Cependant, l’optimisme ambiant pourrait être de courte durée. Les investisseurs s’interrogent sur la capacité de ces facteurs favorables à se maintenir dans les mois à venir. Le marché semble actuellement vulnérable à toute nouvelle négative, l’indice de référence des obligations de qualité investissement (BND) affichant un niveau d’optimisme maximal.

L’évolution des taux d’intérêt à long terme constitue un indicateur clé. Ces taux, qui reflètent les anticipations d’inflation, ont connu des fluctuations cette année, et les traders s’inquiètent d’une récente hausse qui pourrait signaler une appréhension croissante concernant la pression sur les prix ou une évolution de la politique de la Fed.

Une nouvelle baisse des taux d’intérêt par la Fed lors de sa réunion de demain pourrait apaiser ces craintes, mais le risque d’une réaction négative du marché obligataire demeure. La banque centrale pourrait exprimer un rare degré de désaccord concernant de nouvelles baisses de taux, le comité de fixation des taux étant profondément divisé sur l’opportunité d’un nouvel assouplissement monétaire.

« C’est une période vraiment délicate. Des personnes parfaitement raisonnables peuvent arriver à des conclusions différentes », a déclaré William English, économiste à la Yale School of Management et ancien haut responsable de la Fed. « Et le comité aime travailler par consensus, mais c’est une situation où ce consensus est difficile à atteindre. »

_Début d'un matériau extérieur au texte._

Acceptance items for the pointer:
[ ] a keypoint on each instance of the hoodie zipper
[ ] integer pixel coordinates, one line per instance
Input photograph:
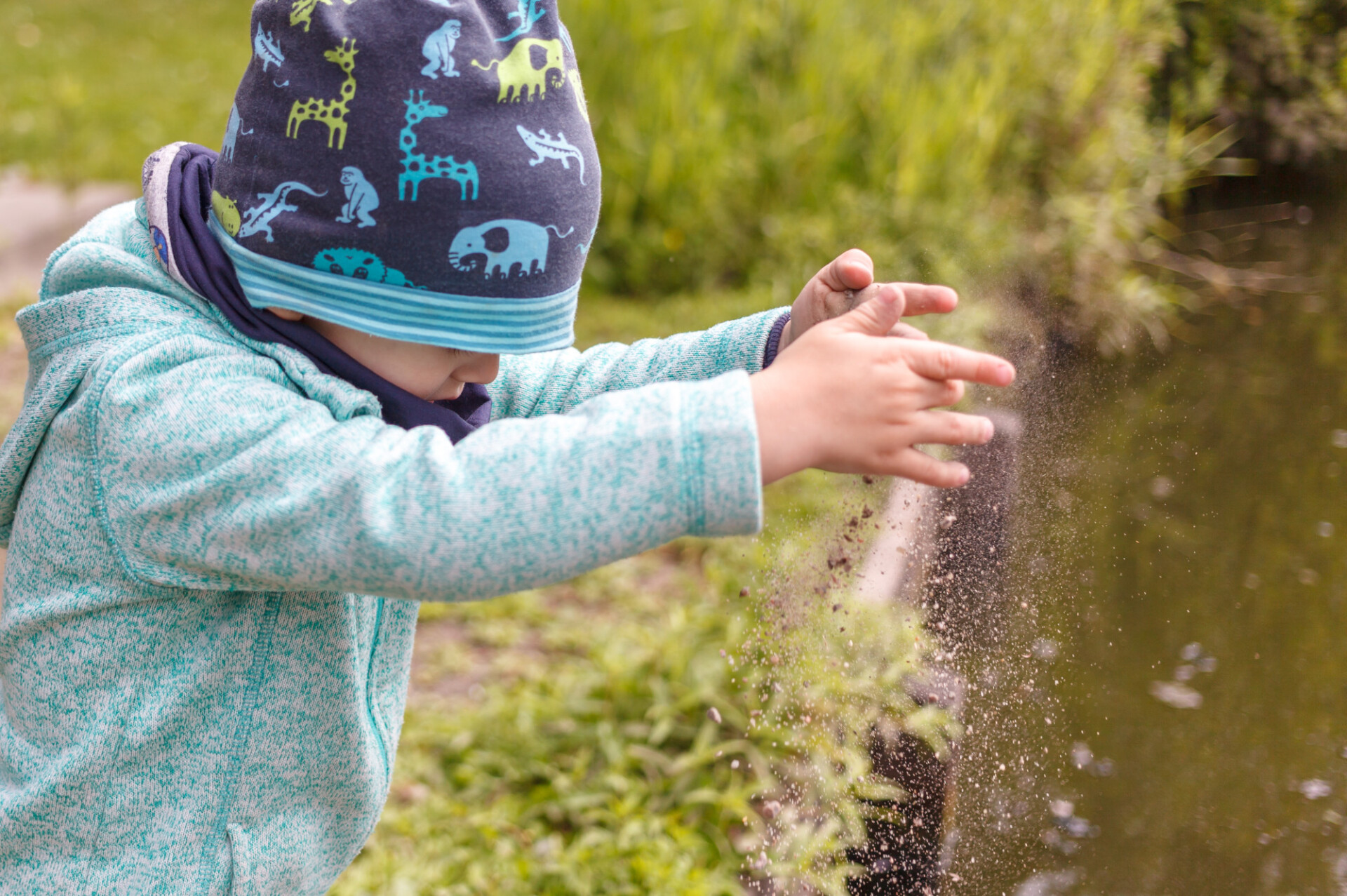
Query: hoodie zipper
(370, 686)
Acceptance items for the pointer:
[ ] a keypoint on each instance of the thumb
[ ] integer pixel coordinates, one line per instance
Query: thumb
(878, 316)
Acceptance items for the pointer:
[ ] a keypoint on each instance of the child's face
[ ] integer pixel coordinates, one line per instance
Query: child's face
(427, 371)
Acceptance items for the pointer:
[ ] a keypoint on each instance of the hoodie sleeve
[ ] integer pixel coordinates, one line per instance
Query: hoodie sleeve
(216, 473)
(558, 382)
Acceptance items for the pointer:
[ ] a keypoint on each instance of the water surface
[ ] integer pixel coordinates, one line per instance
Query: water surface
(1167, 709)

Christopher Waller, gouverneur de la Fed, a d’ailleurs souligné le mois dernier que la commission actuelle faisait preuve d’une « pensée de groupe » particulièrement faible depuis longtemps.

L’incertitude macroéconomique, exacerbée par les retards dans la publication des données économiques, complique également la tâche de la Fed. De plus, le mandat du président de la Fed, Jerome Powell, arrive à son terme en mai, ce qui ajoute une couche de complexité.

« Le prochain président héritera également d’un comité qui a été trop dépendant des données rétrospectives pour prendre ses décisions », a écrit Mohamed El-Erian, conseiller économique en chef chez Allianz et président de Gramercy Funds Management. « Cela rendra plus difficile la gestion de questions délicates, comme la compréhension des raisons qui se cachent derrière l’affaiblissement du marché du travail. En outre, le nouveau dirigeant devra naviguer au sein d’une commission dont les membres sont sensibles à toute accusation de soumission à la pression politique et pourraient même résister à un nouveau président déterminé. »

Les marchés suivront attentivement les déclarations de Jerome Powell lors de la conférence de presse de demain, afin de déterminer si les partisans d’une politique monétaire restrictive (les « faucons ») ou ceux d’une politique plus accommodante (les « colombes ») prendront le dessus en 2026. L’évolution des données économiques sera également déterminante. Si les rendements à 30 ans continuent d’augmenter après une éventuelle troisième baisse consécutive des taux, cela pourrait signaler une période plus difficile pour le marché obligataire l’année prochaine.